Decode with NLP Tools

Finally, the followings show how to decode the raw text with the NLP tools:

for tool in tools:
    docs = tool.decode(docs)

The decode function in the tokenizer takes a list of strings and returns a list of Document, whereas the decode functions in other models take a list of document objects and return a list of the same objects where the decoding results are added as distinct fields (see the NLP Output below).

All Together

The followings put all the codes together:

from elit.component import EnglishTokenizer
from elit.component import EnglishMorphAnalyzer
from elit.component import POSFlairTagger
from elit.component import NERFlairTagger
from elit.component import DEPBiaffineParser
from elit.component import SDPBiaffineParser

from elit.resources.pre_trained_models import ELIT_POS_FLAIR_EN_MIXED
from elit.resources.pre_trained_models import ELIT_NER_FLAIR_EN_ONTONOTES
from elit.resources.pre_trained_models import ELIT_DEP_BIAFFINE_EN_MIXED
from elit.resources.pre_trained_models import ELIT_SDP_BIAFFINE_EN_MIXED

tok = EnglishTokenizer()
morph = EnglishMorphAnalyzer()
pos = POSFlairTagger().load(ELIT_POS_FLAIR_EN_MIXED)
ner = NERFlairTagger().load(ELIT_NER_FLAIR_EN_ONTONOTES)
dep = DEPBiaffineParser().load(ELIT_DEP_BIAFFINE_EN_MIXED)
sdp = SDPBiaffineParser().load(ELIT_SDP_BIAFFINE_EN_MIXED)

tools = [tok, pos, morph, ner, dep, sdp]

docs = [
    'Emory University is a private research university in Atlanta, Georgia.
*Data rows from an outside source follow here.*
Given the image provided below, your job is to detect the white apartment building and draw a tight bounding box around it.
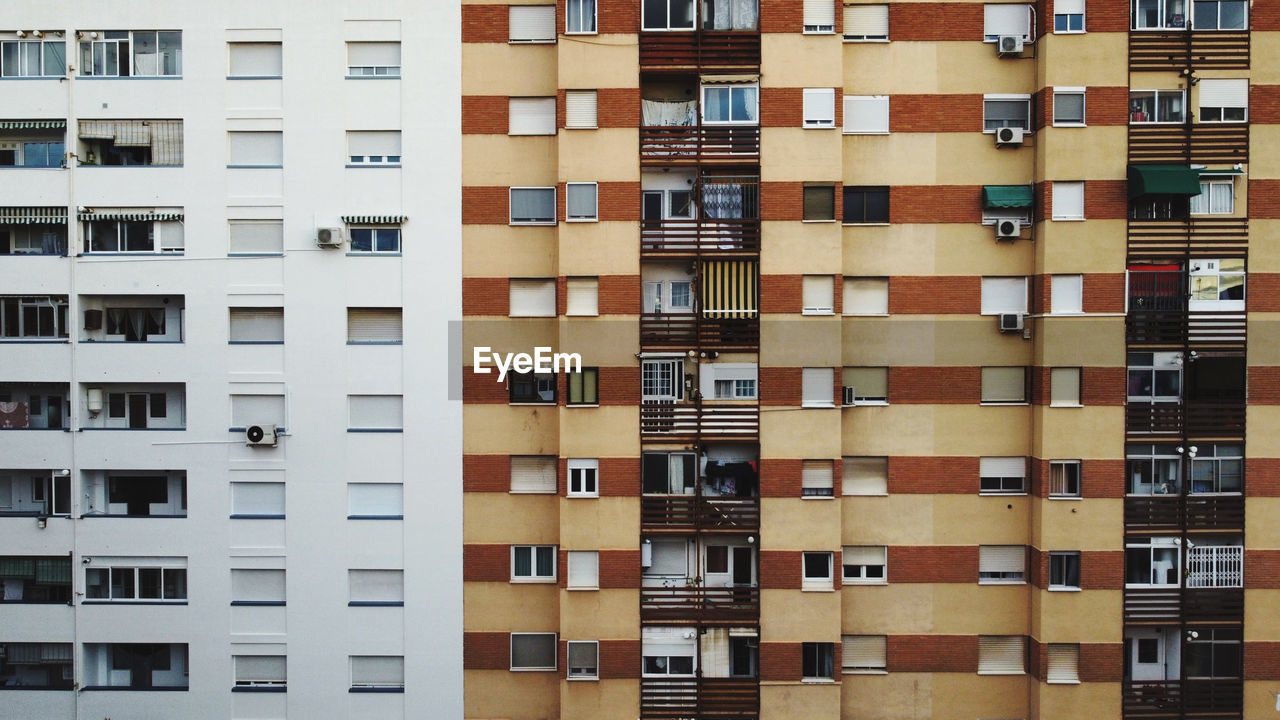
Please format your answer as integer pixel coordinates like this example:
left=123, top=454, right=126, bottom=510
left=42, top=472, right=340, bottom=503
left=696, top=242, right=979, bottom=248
left=0, top=0, right=462, bottom=720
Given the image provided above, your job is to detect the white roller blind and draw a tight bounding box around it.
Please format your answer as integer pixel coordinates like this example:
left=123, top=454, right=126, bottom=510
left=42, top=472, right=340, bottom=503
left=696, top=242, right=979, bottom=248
left=507, top=279, right=556, bottom=318
left=564, top=278, right=600, bottom=315
left=845, top=95, right=888, bottom=133
left=564, top=90, right=595, bottom=129
left=507, top=97, right=556, bottom=135
left=232, top=483, right=284, bottom=515
left=978, top=635, right=1027, bottom=674
left=1044, top=643, right=1080, bottom=683
left=232, top=395, right=285, bottom=428
left=347, top=483, right=404, bottom=518
left=347, top=570, right=404, bottom=602
left=227, top=42, right=283, bottom=77
left=508, top=5, right=556, bottom=42
left=227, top=131, right=284, bottom=167
left=568, top=550, right=600, bottom=588
left=232, top=568, right=284, bottom=602
left=229, top=307, right=284, bottom=342
left=347, top=395, right=404, bottom=429
left=347, top=307, right=404, bottom=342
left=841, top=278, right=888, bottom=315
left=227, top=220, right=284, bottom=254
left=840, top=457, right=888, bottom=495
left=511, top=455, right=556, bottom=493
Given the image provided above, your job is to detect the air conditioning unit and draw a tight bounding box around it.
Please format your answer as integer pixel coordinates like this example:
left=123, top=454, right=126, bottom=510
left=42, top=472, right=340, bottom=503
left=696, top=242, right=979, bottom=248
left=996, top=35, right=1023, bottom=56
left=244, top=425, right=275, bottom=447
left=996, top=218, right=1023, bottom=240
left=316, top=228, right=342, bottom=247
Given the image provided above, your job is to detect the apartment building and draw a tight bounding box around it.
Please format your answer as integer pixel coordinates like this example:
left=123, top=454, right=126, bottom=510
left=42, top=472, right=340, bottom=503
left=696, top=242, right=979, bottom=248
left=462, top=0, right=1280, bottom=720
left=0, top=0, right=462, bottom=719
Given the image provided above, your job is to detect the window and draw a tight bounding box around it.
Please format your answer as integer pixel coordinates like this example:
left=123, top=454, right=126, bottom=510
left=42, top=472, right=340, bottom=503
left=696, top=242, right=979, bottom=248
left=978, top=544, right=1027, bottom=585
left=804, top=0, right=836, bottom=32
left=564, top=641, right=600, bottom=680
left=1048, top=552, right=1080, bottom=591
left=1048, top=368, right=1080, bottom=407
left=511, top=187, right=556, bottom=225
left=564, top=90, right=596, bottom=129
left=567, top=550, right=600, bottom=591
left=801, top=275, right=835, bottom=315
left=79, top=29, right=182, bottom=77
left=347, top=129, right=401, bottom=167
left=568, top=459, right=600, bottom=497
left=507, top=5, right=556, bottom=42
left=232, top=568, right=285, bottom=605
left=982, top=95, right=1032, bottom=132
left=511, top=633, right=556, bottom=670
left=844, top=187, right=888, bottom=224
left=845, top=5, right=888, bottom=42
left=564, top=0, right=595, bottom=35
left=1048, top=460, right=1080, bottom=497
left=1129, top=90, right=1187, bottom=124
left=978, top=457, right=1027, bottom=495
left=803, top=87, right=836, bottom=128
left=232, top=655, right=288, bottom=691
left=982, top=278, right=1027, bottom=315
left=511, top=544, right=556, bottom=583
left=844, top=95, right=888, bottom=133
left=1048, top=275, right=1084, bottom=315
left=800, top=460, right=836, bottom=497
left=841, top=368, right=888, bottom=406
left=347, top=42, right=399, bottom=78
left=227, top=42, right=284, bottom=79
left=1053, top=0, right=1084, bottom=33
left=840, top=635, right=887, bottom=673
left=842, top=544, right=888, bottom=585
left=800, top=638, right=836, bottom=680
left=347, top=483, right=404, bottom=520
left=511, top=455, right=556, bottom=495
left=347, top=570, right=404, bottom=606
left=801, top=552, right=832, bottom=591
left=227, top=220, right=284, bottom=255
left=978, top=635, right=1027, bottom=675
left=800, top=368, right=836, bottom=407
left=0, top=36, right=67, bottom=77
left=564, top=182, right=599, bottom=222
left=840, top=457, right=888, bottom=495
left=1192, top=0, right=1249, bottom=29
left=347, top=395, right=404, bottom=432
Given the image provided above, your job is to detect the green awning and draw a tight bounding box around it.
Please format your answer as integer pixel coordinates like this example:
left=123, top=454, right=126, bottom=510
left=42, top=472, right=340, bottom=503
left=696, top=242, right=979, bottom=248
left=1129, top=165, right=1199, bottom=197
left=982, top=184, right=1033, bottom=210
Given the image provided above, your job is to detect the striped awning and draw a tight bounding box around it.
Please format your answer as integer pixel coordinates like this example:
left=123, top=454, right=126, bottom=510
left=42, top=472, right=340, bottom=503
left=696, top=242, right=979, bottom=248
left=0, top=120, right=67, bottom=129
left=701, top=260, right=760, bottom=319
left=342, top=215, right=408, bottom=225
left=79, top=210, right=182, bottom=222
left=0, top=208, right=67, bottom=225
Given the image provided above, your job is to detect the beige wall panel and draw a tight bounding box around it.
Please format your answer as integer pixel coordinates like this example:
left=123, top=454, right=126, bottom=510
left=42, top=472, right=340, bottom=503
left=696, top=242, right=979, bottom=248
left=462, top=492, right=559, bottom=544
left=462, top=583, right=561, bottom=632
The university is ranked 21st nationally according to U.S. News.',
    'Emory University was founded in 1836 by the Methodist Episcopal Church. It was named in honor of John Emory who was a Methodist bishop.']

for tool in tools:
    docs = tool.decode(docs)

print(docs)

NLP Output

The followings show the printed output of the above code:

To be filled

See the Formats page for more details about how the decoding results are added to Document.